As a Hublot owner I think it's funny how all the people that post "is it real or fake" posts on this forum are newbie members with no posts. Seems like people are trying to get input into if the fakes they have created are good fakes or not. Just my two cents worth and I think it's a waste of Mike's precious time. Sorry if I offended the OP but it just seems like we have had way too many of these types of posts from newbies lately.


----------



## hublot (Nov 22, 2011)

thats really not the case...
i always liked this model and i tried to found some pictures on the net but there are no pictures of this one.only the rg model..
never saw one in person so i dont really know how its suppose to look like.
i asked the help of thew forum members who knows this model better..


----------



## OhadL (Nov 22, 2011)

You should post more detailed pictures of this watch.

From a first look, this look like a replica, look at the shape of the chrono buttons, they are more squared than round.


----------



## Packleader (Aug 25, 2011)

It seems that every "real or fake" post generates at least one snarky response.

When you don't know, you really don't know. Trust me. My first post was a "real or fake" post just a few months ago. Today I know maybe 1% of what there is to know about watches. A few months ago, that number was closer to 0%.

The first few responses that hinted that I should know better were of little help. I assumed that meant it was a fake, but I wanted to know _why._ Fortunately, one of the WUS members gave me a very helpful, detailed technical explanation. And with the encouragement of other members through private messages, my passing fancy to "buy myself a nice watch and be done with it" has turned into a growing passion for fine timepieces.

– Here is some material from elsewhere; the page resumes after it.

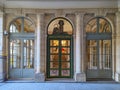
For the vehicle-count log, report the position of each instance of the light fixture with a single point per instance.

I now own several watches.

If more people are posting "real or fake" questions, perhaps its a result of the resurgent interest in watches. I really have no idea. But those posts don't bother me. I always try to help other members to the limited extent that I can.

Cheers,
Packleader



christianj said:


> As a Hublot owner I think it's funny how all the people that post "is it real or fake" posts on this forum are newbie members with no posts. Seems like people are trying to get input into if the fakes they have created are good fakes or not. Just my two cents worth and I think it's a waste of Mike's precious time. Sorry if I offended the OP but it just seems like we have had way too many of these types of posts from newbies lately.


----------



## christianj (Jul 14, 2010)

Sorry if I offended anyone but it was just my observation that all of the "Is it real or fake" posts recently came from new members that posted pics and then were rarely or never heard of again. I understand that as a newbie to a brand you might have questions about the brand. I know I did and that is why I bought from an authorized AD. As we've seen way too many times, if the deal seems to good to be true or if the seller doesn't seem legit then it typically is a fake....there's a reason we all say "buy the seller as much as you buy the watch."


----------



## Chris89 (Feb 15, 2010)

Its always good to help out others who are interested in watches, I deal with alot of watches locally in my country, and meeting up with my customers and all was a great joy, especially when i see really young enthusiast who started picking up such hobbies at the age of about 17-18 yo. i believe OP doesnt have any close friends or someone around him that can answer his questions thus he has to post it online, if he were to be asking this in flesh, i believe you wouldnt look at things this way, end of the day we should help each other out especially in WUS


----------



## myemailsea (Jan 6, 2012)

Did the sale pan out? Was it authenticated?


----------



## Millionaire Dude (Jan 10, 2012)

Im not expert but it doesn't look genuine to me :S Perhaps you can go to stores and ask ?


----------



## Trel (Nov 21, 2009)

I wish there were a simple online tool to rapidly and reliably assess the reality or fake-titude of a watch. (Something other than, "only buy from an AD".)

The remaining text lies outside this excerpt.